Red Cross probes emblem ‘misuse’

Red Cross probes emblem ‘misuse’

Red cross symbol

Misuse of the symbol undermines Red Cross neutrality

The International Committee of the Red Cross has voiced graveĀ  concern over what it says is Colombia’s apparent “deliberate misuse” of its symbol.

The ICRC said it had seen video footage that suggested the emblem was used deliberately in July’s military mission to free 15 hostages from rebel hands.

The government has apologised to the ICRC but also condemned the leak of the military video to Colombian TV.

Intentional misuse of the symbol would be a breach of the Geneva Conventions.

The Geneva-based ICRC says the footage shown on Colombian TV on Monday indicates that the emblem was being used before the operation to free the hostages from Farc guerrillas had even begun, indicating intentional misuse.

“If authenticated, these images would clearly establish an improper use of the Red Cross emblem, which we deplore,” said ICRC deputy director of operations Dominik Stillhart.

Mr Stillhart said they were seeking further clarification from the Colombian government.

‘Nervous soldier’

Rescuers tricked rebels into releasing French-Colombian politician Ingrid Betancourt and the other hostages by posing as international aid workers.

Colombian President Alvaro Uribe subsequently acknowledged that a Red Cross symbol was worn by a member of the military taking part in the 2 July rescue mission.
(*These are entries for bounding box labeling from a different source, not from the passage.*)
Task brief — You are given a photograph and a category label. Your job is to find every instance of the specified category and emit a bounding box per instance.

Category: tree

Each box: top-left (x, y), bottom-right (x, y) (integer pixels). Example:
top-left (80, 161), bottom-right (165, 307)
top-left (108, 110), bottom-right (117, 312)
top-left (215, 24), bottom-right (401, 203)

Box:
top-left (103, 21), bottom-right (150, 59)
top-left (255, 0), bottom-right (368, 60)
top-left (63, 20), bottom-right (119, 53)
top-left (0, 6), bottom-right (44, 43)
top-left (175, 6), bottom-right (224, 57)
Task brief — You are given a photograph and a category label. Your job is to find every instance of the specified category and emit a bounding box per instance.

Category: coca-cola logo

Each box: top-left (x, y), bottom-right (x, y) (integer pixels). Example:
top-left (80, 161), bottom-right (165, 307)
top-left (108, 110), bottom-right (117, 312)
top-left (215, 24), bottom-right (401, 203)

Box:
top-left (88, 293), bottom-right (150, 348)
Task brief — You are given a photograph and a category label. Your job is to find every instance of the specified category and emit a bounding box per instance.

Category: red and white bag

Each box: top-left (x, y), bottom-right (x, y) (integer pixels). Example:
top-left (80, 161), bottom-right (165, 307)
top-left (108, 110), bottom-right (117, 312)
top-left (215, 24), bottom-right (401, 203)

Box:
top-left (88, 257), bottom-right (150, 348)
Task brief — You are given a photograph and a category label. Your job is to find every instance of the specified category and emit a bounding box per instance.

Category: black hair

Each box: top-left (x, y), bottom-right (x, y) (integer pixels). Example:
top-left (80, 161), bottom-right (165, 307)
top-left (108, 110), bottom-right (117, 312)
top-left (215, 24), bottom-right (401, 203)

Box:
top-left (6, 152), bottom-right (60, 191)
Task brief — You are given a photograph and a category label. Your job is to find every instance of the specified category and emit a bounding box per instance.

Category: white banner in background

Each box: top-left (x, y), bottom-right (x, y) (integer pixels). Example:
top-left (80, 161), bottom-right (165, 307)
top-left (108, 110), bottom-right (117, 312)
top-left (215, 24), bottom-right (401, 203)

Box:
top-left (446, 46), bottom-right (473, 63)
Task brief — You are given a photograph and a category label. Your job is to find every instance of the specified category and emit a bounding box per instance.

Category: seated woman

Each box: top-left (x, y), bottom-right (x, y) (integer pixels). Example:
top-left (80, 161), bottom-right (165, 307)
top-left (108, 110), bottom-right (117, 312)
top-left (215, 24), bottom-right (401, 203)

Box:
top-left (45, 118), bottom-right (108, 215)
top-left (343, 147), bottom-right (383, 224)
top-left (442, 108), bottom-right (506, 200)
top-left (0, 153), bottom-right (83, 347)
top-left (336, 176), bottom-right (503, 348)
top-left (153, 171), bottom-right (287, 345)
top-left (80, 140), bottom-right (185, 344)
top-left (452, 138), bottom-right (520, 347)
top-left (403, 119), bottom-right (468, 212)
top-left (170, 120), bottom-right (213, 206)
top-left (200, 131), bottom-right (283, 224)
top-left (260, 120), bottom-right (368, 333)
Colombian Defence Minsier Juan Manuel Santos (left) and armed forces chief Gen Freddy padilla (right) on 5 August

The leak of the video could amount to treason, the defence minister says

Mr Uribe said he had apologised to the Red Cross for the error, which he said had been made by a nervous soldier acting against orders.

Speaking on Tuesday, after the video was shown on Colombian TV, Defence Minister Juan Manuel Santos apologised again to the ICRC.

“The emblem…was used from the beginning of the operation. We are very sorry that this has happened. But the government, the president and (armed forces chief) General Padilla said the truth that we knew at the time,” Mr Santos said.

But Mr Santos also condemned the leak of the video, saying those responsible had been identified and would be punished.

“This video contains material that was leaked by members of the security forces, from our army. This leak was a product of disloyalty, possibly corruption or even treason because it puts at risk the lives of people who are dedicated to defending the fatherland,” he said.

Neutrality

The Colombian government has said the rescue was the result of long preparation, eavesdropping on rebel communications and deception of guerrillas on the ground, allowing the hostages to be liberated without loss of life.

Officials also stressed how the mission had been carried out without loss of life.

Falsely portraying military personnel as Red Cross workers is against the Geneva Conventions because it could put humanitarian workers at risk when carrying out missions in war zones.

It also undermines the neutrality of the Red Cross.

At the end of July, Farc guerrillas handed eight people they had kidnapped the week before to ICRC representatives, suggesting the rebels have not lost faith in the humanitarian organisation, correspondents say.

The Revolutionary Armed Forces of Colombia (Farc) have been fighting the Colombian state for more than four decades and are believed to still hold several hundred hostages.